Israel y Líbano se preparan para iniciar la próxima semana un ciclo de negociaciones directas con el claro objetivo de abordar el desarme del grupo Hezbolá y explorar la posibilidad de un acuerdo de paz duradero. Sin embargo, este anuncio ha sido ensombrecido por una nueva ofensiva militar israelí que se ha desatado sobre el territorio libanés. El primer ministro Benjamin Netanyahu ha dejado en claro que, a pesar de las conversaciones, las acciones militares continuarán, afirmando que “no hay alto el fuego en el Líbano” y reafirmando la determinación de Israel de seguir atacando a Hezbolá con rigor.
Las negociaciones contarán con el respaldo de Estados Unidos y la participación de representantes de ambos países, incluyendo a la embajadora libanesa en Washington, Nada Hamadeh Moawad, y al embajador israelí Yechiel Leiter. Netanyahu ha indicado que fue el propio gobierno de Líbano quien solicitó el inicio de estas conversaciones, con la esperanza de alcanzar un “acuerdo de paz histórico y sostenible” que permita avanzar en el desarme de Hezbolá, un grupo que cuenta con el respaldo de Irán y que ha sido objeto de constantes ataques por parte de Israel.

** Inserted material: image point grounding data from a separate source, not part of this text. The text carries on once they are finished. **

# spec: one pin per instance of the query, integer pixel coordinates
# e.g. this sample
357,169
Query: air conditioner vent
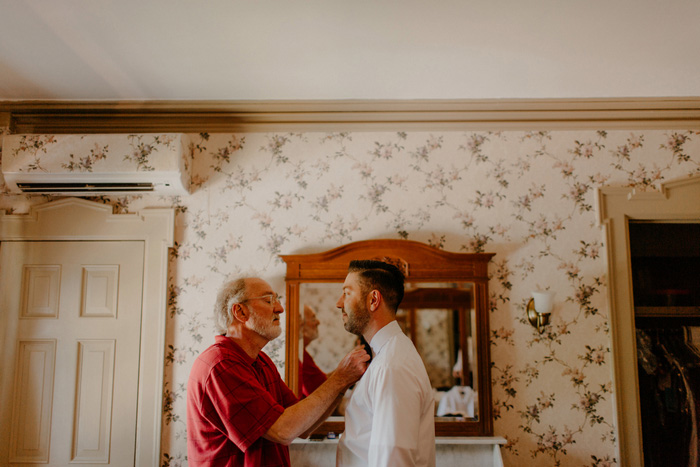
89,165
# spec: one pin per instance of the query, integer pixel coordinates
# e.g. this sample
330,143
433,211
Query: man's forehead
351,279
258,286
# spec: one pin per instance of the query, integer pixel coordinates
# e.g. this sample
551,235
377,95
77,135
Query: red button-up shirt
232,400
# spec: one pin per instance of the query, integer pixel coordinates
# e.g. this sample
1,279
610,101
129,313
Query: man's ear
239,312
374,298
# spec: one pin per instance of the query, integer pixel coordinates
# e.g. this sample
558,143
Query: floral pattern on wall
529,197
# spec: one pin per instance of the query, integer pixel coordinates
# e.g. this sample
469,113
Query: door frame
677,200
82,220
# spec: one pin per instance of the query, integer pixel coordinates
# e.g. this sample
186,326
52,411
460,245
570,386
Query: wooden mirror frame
421,263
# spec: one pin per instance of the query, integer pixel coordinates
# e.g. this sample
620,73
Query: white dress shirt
390,419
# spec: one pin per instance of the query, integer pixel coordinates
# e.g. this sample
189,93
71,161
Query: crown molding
352,115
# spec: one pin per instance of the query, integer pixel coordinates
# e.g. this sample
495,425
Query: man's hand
352,366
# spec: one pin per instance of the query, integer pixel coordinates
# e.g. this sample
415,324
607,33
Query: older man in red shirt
239,411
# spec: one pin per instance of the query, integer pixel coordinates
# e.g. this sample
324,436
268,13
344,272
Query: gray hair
230,293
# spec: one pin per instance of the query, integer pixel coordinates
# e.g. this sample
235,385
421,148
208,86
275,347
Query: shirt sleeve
244,409
311,375
396,420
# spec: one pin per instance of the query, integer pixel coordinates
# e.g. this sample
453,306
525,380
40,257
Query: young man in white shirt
389,421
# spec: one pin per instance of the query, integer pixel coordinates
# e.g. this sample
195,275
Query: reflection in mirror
445,312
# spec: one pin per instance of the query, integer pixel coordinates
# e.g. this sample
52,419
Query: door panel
70,351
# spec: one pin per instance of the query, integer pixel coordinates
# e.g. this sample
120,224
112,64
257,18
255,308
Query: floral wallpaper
529,197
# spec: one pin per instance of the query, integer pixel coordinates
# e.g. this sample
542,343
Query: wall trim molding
352,115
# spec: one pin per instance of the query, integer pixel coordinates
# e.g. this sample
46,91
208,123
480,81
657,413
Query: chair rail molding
350,115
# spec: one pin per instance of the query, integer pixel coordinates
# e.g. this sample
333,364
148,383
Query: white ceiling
347,49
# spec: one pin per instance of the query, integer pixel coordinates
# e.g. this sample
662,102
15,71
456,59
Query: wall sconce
539,308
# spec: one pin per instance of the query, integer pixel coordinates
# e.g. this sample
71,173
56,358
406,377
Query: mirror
444,311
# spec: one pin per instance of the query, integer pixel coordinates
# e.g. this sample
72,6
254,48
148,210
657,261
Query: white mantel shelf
438,440
449,451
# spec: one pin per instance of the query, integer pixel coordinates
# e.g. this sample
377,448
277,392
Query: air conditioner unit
89,165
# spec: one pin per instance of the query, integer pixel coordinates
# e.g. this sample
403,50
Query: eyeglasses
271,299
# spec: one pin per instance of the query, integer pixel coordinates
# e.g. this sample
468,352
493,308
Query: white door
71,314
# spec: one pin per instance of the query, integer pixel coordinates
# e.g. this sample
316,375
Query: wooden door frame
80,220
677,200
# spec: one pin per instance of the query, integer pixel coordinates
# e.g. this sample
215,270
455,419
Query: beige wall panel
93,405
40,291
31,417
99,294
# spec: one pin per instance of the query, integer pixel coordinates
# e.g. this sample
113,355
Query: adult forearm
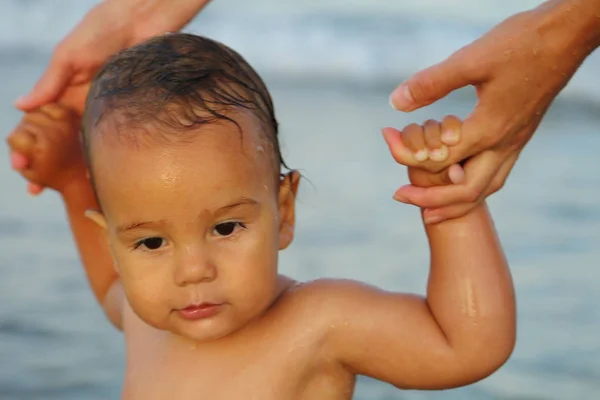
89,238
153,17
572,23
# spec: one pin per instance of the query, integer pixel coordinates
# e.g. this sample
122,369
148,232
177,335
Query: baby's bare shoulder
320,303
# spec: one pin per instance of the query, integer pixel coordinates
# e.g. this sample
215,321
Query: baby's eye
153,243
228,228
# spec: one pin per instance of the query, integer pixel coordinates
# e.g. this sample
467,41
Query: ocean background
331,65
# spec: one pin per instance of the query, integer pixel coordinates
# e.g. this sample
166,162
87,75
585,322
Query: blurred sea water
330,65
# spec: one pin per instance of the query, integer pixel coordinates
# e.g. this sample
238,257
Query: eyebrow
242,201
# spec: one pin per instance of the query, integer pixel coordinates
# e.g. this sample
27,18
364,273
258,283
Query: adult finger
21,144
479,172
50,86
34,189
451,175
400,152
434,83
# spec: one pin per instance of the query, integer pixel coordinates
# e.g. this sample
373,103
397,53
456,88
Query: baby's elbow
483,360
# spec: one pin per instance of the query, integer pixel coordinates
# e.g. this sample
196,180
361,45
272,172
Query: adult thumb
431,84
48,88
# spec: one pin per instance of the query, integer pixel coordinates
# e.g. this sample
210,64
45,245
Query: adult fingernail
401,198
439,154
401,99
450,137
422,155
19,101
18,161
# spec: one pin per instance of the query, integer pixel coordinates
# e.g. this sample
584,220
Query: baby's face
195,227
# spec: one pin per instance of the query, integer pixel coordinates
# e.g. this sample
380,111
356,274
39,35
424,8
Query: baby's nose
194,267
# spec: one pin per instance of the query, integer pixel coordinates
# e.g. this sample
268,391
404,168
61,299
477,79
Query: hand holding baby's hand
428,143
49,139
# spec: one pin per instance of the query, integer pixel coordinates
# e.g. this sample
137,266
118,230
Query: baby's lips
18,161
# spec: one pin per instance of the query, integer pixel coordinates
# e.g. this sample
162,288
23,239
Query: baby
179,207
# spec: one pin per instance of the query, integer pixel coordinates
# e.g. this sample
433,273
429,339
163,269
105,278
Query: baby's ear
288,189
97,217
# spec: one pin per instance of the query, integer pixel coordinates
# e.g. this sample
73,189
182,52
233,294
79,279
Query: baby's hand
49,139
429,143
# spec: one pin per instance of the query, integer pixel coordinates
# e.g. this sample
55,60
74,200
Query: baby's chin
198,331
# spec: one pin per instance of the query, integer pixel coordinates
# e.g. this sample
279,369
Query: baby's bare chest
257,369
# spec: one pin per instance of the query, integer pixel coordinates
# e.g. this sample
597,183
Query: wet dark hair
180,81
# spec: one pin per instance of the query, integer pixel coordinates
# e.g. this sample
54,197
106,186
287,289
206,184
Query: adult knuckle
471,194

En un mensaje dirigido a los habitantes del norte de Israel, Netanyahu recordó que ya ha establecido cuatro acuerdos de paz con diferentes países árabes y expresó su deseo de forjar nuevos entendimientos en la región. Sin embargo, esta intención de diálogo parece contradecir las acciones militares que Israel ha llevado a cabo en las últimas horas, donde se han intensificado los ataques aéreos contra plataformas de lanzamiento de Hezbolá en Líbano. Esta dualidad entre el deseo de paz y la guerra activa plantea interrogantes sobre la viabilidad de las negociaciones.
Los recientes bombardeos se produjeron escasas horas después de que las autoridades israelíes emitieran advertencias de evacuación para ciertas áreas de Beirut, lo que intensifica la crisis en la región. El jefe del ejército israelí, Eyal Zamir, ha indicado que la misión de las fuerzas armadas es “seguir profundizando el daño y continuar debilitando a Hezbolá”, lo que sugiere que la estrategia militar no solo busca desarticular a este grupo, sino también enviar un mensaje claro a otras entidades en la región que podrían considerar desafiar a Israel.
La escalada de la violencia se produce en un contexto marcado por una serie de ataques aéreos a gran escala que han sido ejecutados sobre todo el Líbano, con cerca de 100 bombardeos en un corto periodo de tiempo dirigido a posiciones estratégicas del grupo chiita. Según datos proporcionados por el Ministerio de Salud Pública de Líbano, la ofensiva ha resultado en más de 300 muertes y aproximadamente 1.150 heridos, lo que añade una dimensión humanitaria alarmante a la crisis y complica aún más la posibilidad de alcanzar un acuerdo pacífico.
Las conversaciones que se llevarán a cabo entre ambos gobiernos no solo buscarán desarmar a Hezbolá, sino también establecer relaciones pacíficas entre dos naciones que carecen de vínculos oficiales y que se encuentran formalmente en estado de guerra. Este trasfondo complicado se ha visto agravado por el reinicio de los combates transfronterizos desde principios de marzo, y por las tensiones suscitadas por la discusión sobre si la tregua entre Irán y Estados Unidos abarca el frente libanés. El desenlace de estas negociaciones, en un clima de hostilidad persistente, será crucial para determinar el futuro de las relaciones entre Israel y Líbano y la estabilidad de la región en su conjunto.